So I'd like to ask readers here, is there a website you associate the word with, or is there a writer you associate it with? Do you have any idea of when you first noticed the use of the word as Joe Klein likely understands it.

Jeff Wegerson January 1, 2010 - 11:09am

to be sure. lol I'm not sure where I first saw it.

Tina January 1, 2010 - 11:31am

The kickoff may have been a column by David Broder or David Brooks lamenting how the Clintons had "trashed the place" - meaning Washington, adding that this was "their" place and rubes like the Clintons didn't belong there.

Someone like Digby or Atrios or Markos converted this into the concept of "The Village," a small insular place where the elites live in comfort and look down condescendingly on the plebians.

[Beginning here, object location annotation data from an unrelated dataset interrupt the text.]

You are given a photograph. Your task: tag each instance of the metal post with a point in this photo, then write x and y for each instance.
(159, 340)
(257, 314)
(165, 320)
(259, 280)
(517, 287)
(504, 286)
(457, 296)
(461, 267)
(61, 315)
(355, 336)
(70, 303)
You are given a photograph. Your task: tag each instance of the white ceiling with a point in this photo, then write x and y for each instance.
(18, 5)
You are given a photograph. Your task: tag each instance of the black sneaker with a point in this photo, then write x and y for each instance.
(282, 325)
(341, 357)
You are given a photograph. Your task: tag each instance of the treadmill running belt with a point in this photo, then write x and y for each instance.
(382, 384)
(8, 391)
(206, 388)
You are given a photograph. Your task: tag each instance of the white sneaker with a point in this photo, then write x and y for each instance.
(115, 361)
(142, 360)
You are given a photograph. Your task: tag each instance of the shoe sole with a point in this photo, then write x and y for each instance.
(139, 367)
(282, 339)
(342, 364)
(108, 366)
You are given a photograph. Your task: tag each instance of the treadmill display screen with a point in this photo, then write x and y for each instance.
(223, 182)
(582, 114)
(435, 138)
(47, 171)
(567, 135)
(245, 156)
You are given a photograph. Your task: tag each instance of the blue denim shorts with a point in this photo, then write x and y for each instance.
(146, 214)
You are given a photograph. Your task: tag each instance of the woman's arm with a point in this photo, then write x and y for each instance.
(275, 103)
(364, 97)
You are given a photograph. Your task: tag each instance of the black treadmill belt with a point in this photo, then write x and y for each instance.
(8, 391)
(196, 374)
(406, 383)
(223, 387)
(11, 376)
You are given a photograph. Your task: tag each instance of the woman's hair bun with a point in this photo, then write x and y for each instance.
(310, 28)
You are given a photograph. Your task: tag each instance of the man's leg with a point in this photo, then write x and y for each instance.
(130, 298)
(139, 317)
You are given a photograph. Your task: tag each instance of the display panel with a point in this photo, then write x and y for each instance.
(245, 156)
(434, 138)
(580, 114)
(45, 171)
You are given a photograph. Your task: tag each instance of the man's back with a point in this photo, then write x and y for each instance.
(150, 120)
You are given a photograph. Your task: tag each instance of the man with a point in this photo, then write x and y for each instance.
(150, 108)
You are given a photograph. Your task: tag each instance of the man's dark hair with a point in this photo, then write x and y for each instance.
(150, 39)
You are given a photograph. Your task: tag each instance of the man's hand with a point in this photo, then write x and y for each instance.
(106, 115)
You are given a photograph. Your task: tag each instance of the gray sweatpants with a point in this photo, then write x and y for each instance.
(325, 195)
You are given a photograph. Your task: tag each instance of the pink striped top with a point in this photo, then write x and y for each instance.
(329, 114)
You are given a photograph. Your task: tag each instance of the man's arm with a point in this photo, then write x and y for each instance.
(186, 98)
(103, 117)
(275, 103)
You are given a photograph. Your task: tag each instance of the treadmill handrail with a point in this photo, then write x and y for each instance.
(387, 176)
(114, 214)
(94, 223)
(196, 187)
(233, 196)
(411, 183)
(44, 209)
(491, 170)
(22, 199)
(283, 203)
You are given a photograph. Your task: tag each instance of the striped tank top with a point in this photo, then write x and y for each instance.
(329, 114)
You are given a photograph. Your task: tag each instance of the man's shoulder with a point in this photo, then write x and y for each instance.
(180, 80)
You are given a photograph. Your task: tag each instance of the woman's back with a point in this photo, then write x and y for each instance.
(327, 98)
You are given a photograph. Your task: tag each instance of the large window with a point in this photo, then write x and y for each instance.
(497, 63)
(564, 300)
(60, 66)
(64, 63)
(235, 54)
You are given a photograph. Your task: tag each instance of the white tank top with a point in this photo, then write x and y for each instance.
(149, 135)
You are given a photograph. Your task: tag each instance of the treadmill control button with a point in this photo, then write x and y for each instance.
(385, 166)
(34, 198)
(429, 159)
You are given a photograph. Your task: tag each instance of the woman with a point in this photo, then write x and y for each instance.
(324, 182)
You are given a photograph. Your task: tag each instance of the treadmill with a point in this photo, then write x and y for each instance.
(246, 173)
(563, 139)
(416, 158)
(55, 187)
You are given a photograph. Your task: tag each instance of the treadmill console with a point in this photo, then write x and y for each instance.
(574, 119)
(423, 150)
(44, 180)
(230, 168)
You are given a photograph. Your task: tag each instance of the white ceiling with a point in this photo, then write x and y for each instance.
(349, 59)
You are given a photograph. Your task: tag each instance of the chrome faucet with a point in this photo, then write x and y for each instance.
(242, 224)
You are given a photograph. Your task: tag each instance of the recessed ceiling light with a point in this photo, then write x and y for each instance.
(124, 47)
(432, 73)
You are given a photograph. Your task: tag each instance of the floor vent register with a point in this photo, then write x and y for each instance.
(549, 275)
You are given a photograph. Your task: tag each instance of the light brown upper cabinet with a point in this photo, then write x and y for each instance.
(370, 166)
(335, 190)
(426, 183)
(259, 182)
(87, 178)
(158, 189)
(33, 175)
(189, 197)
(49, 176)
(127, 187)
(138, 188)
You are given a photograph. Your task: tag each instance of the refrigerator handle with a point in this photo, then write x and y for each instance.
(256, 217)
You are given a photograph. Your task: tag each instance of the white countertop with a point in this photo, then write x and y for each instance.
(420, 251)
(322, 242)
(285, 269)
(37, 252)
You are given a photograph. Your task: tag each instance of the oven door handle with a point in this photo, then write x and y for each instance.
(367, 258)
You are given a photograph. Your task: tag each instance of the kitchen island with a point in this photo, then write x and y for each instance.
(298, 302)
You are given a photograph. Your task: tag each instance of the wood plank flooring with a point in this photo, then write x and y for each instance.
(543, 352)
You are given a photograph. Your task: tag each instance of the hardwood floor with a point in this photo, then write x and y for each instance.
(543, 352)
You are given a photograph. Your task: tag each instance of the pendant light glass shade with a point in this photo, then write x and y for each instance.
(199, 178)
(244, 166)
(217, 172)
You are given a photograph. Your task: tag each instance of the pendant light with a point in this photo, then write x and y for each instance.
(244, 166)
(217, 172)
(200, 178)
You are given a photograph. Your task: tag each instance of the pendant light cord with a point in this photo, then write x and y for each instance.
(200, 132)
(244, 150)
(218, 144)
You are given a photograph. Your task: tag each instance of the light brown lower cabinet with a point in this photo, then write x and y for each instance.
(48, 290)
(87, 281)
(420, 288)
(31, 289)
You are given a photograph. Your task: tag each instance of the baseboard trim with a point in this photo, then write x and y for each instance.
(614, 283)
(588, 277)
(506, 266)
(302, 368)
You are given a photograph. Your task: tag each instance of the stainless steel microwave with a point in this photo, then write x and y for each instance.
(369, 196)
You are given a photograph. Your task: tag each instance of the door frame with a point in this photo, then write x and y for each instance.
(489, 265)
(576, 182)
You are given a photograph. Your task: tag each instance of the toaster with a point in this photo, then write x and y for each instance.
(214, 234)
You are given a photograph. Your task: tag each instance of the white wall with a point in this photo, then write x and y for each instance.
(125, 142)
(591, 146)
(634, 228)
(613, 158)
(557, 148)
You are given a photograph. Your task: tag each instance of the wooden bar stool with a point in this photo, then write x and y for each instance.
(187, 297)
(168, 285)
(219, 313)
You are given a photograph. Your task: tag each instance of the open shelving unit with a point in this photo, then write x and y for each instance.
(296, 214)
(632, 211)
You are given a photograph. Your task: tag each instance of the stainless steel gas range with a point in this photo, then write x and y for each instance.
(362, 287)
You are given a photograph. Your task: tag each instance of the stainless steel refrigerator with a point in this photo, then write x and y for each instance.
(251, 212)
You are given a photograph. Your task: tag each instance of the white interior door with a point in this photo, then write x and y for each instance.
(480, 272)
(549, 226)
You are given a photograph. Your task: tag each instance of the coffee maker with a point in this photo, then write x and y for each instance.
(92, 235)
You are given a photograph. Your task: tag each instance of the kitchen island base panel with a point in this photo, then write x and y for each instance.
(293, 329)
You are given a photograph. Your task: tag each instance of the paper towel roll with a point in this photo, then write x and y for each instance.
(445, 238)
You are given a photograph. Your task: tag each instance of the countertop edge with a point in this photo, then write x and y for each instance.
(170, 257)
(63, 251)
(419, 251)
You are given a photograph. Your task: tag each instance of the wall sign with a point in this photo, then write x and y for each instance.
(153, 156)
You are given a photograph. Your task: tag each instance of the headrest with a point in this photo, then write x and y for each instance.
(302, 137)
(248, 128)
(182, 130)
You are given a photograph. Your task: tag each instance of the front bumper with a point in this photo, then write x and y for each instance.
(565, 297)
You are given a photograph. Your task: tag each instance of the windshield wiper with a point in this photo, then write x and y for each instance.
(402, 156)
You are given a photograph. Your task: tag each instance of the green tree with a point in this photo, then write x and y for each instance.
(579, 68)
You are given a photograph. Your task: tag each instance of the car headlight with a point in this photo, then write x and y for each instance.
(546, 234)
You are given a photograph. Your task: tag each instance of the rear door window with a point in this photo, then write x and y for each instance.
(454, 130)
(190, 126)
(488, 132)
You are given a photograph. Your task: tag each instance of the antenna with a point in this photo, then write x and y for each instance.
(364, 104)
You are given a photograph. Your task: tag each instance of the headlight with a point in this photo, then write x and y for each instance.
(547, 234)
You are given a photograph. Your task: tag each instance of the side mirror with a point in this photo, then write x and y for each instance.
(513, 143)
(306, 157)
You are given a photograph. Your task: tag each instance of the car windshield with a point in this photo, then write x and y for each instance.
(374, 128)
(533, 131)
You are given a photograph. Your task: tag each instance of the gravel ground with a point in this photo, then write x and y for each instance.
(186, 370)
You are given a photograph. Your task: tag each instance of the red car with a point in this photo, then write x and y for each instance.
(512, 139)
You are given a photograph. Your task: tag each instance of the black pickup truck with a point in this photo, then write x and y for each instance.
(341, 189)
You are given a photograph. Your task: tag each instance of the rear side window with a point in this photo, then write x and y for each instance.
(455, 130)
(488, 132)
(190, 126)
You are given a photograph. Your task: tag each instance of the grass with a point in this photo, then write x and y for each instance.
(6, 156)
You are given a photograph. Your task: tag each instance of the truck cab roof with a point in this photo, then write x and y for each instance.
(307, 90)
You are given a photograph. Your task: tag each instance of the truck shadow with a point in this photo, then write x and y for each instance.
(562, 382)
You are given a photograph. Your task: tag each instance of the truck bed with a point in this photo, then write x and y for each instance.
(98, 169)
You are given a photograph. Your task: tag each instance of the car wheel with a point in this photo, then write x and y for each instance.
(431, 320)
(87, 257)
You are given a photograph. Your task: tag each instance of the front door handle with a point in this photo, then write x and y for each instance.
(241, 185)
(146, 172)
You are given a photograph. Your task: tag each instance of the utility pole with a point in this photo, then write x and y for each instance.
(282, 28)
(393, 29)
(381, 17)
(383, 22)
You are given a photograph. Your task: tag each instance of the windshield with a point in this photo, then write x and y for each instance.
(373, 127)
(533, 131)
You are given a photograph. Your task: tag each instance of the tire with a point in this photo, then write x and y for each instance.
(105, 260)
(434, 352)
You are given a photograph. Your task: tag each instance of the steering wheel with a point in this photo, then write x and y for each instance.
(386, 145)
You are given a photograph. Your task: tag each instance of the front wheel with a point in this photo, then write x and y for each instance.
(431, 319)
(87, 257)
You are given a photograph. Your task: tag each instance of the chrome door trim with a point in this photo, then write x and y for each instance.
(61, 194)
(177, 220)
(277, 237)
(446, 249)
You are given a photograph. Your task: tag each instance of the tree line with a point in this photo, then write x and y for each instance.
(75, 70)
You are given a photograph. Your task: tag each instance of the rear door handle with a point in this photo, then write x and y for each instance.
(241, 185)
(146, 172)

The Village included not just the politicians who spend their lives in Washington, especially as lobbyists once they leave Congress, but the media stars like Joe Klein and David Brooks and the late Tim Russert who bristled at anyone questioning their judgment. Glenn Greenwald likes to ridicule the Village People for their hubris, their group thinking, their pontificating smugness, the emptiness of their thinking, and the fact that ultimately they are corporate toadies because corporations allow them to be multi-millionaire celebrities.

You can find a good deal of Village references on Daily Kos as well.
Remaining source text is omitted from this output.